This disproves the first purely theoretical argument for the Pan-German movement’s struggle against Catholicism as such.

Let us train the German people from childhood to exclusive recognition of the rights of their own nationality, and not infect the children’s hearts with our curse of “objectivity” in matters even of our own self-preservation; we shall soon see that (given a radically nationalist government), as in Ireland, Poland or France, so too in Germany the Catholic will always be a German.

We find our strongest proof in the period when, to protect its existence, our people last appeared before the judgment-seat of history for a battle of life and death.

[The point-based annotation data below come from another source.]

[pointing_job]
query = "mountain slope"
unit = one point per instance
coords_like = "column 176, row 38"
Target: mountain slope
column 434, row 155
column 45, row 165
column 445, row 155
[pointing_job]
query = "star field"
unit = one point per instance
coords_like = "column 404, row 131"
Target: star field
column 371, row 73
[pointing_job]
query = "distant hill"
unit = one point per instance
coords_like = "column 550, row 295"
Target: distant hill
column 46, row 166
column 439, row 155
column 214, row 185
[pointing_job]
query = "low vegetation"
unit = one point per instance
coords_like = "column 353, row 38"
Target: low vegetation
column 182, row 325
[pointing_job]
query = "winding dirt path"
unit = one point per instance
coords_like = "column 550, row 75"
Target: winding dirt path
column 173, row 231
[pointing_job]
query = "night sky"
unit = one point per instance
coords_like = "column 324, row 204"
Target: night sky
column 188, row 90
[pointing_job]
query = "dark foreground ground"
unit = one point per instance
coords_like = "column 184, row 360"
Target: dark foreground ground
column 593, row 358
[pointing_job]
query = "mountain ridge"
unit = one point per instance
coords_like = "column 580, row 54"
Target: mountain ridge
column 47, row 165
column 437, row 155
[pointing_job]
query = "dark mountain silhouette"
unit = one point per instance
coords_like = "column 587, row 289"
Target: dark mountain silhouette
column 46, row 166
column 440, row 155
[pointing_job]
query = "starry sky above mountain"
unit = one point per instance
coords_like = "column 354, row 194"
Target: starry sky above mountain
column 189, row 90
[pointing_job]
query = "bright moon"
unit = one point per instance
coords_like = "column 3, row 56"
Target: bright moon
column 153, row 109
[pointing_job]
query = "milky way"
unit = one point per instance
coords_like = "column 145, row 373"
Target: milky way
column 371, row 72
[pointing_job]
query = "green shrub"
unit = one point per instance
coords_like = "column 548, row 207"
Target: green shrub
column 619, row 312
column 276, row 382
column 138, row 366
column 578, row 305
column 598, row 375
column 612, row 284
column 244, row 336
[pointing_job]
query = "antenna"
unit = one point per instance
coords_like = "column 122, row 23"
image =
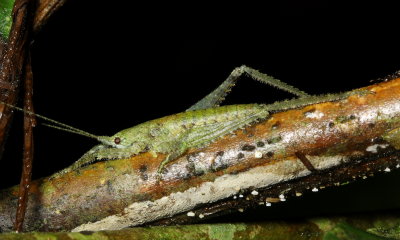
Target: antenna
column 59, row 125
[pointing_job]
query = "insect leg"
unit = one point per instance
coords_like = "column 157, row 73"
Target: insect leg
column 217, row 96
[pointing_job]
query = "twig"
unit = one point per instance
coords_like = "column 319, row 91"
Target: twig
column 12, row 60
column 29, row 123
column 343, row 140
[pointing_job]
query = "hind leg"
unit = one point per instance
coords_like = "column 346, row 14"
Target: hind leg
column 217, row 96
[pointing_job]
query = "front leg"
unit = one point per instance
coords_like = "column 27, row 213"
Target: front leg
column 97, row 153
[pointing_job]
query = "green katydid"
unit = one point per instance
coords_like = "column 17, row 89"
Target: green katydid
column 197, row 127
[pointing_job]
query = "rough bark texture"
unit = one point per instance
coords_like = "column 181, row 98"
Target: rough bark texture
column 13, row 52
column 339, row 228
column 343, row 140
column 12, row 62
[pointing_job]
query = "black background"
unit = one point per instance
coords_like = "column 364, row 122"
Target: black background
column 103, row 66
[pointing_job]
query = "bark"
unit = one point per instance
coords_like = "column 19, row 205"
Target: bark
column 12, row 62
column 348, row 227
column 343, row 141
column 13, row 52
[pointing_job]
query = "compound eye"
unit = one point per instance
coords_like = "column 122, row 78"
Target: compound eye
column 117, row 140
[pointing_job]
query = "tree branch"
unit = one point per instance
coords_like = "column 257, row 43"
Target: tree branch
column 343, row 140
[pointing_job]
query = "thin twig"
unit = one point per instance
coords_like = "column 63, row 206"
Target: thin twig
column 29, row 123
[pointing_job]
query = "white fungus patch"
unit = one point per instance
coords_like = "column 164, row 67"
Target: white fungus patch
column 374, row 148
column 315, row 114
column 258, row 154
column 208, row 192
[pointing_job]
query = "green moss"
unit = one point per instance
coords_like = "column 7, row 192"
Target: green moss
column 224, row 231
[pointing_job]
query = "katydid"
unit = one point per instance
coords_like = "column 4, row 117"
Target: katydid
column 198, row 126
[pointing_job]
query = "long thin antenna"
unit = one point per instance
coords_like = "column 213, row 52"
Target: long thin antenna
column 61, row 126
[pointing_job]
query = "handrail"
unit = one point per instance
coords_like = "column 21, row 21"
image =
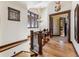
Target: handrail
column 11, row 45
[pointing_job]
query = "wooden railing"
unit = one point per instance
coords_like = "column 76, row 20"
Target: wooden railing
column 11, row 45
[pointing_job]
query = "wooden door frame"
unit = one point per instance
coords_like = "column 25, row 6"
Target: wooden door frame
column 63, row 12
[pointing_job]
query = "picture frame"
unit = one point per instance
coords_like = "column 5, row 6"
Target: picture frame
column 13, row 14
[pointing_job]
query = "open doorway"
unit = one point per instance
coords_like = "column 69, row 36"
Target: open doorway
column 59, row 25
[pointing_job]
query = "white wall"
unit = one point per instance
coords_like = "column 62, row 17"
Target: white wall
column 12, row 30
column 65, row 5
column 76, row 45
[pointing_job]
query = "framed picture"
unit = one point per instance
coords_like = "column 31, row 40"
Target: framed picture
column 76, row 25
column 32, row 20
column 13, row 14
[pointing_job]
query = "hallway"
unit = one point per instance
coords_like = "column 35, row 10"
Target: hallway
column 57, row 49
column 54, row 49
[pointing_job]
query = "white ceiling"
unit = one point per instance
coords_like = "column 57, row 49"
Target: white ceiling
column 35, row 4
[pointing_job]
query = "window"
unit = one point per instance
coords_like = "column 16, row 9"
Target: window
column 32, row 20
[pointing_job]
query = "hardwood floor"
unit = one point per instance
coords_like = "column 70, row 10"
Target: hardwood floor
column 54, row 48
column 57, row 49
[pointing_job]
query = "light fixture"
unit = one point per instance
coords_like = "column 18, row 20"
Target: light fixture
column 57, row 5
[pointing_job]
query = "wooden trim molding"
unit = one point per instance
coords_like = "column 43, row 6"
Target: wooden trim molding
column 51, row 22
column 75, row 50
column 11, row 45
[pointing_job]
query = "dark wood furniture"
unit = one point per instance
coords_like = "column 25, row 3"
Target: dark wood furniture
column 13, row 14
column 32, row 20
column 36, row 42
column 51, row 22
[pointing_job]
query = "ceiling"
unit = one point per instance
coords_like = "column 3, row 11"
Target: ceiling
column 35, row 4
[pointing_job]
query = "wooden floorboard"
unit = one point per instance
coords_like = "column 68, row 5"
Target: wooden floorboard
column 54, row 48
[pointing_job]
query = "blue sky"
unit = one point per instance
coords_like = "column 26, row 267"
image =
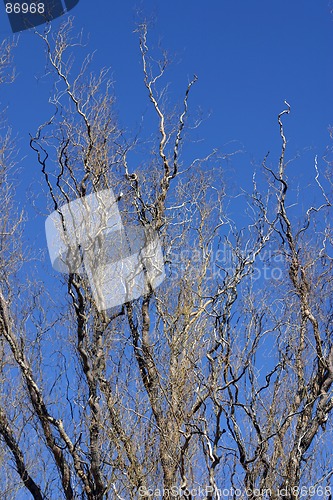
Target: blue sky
column 248, row 56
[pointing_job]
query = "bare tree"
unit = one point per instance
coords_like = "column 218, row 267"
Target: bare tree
column 217, row 384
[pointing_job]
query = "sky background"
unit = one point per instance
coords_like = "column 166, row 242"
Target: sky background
column 249, row 57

So long as leadership from above was not lacking, the people did its duty overwhelmingly. Protestant pastor and Catholic priest both contributed enormously to the long continuance of our resistance, not only at the front, but at home even more. During those years, and particularly in the first flaring-up, for both camps there was really but one holy German Empire, on behalf of whose existence and future everyone turned to his own Heaven.

There was one question which the Pan-German movement in Austria should have asked itself: Is the preservation of Austrian Germanity possible with a Catholic faith, or not? If so, the political party had no business to concern itself with religious, to say nothing of confessional matters; but if not, a religious reformation was necessary, never a political party.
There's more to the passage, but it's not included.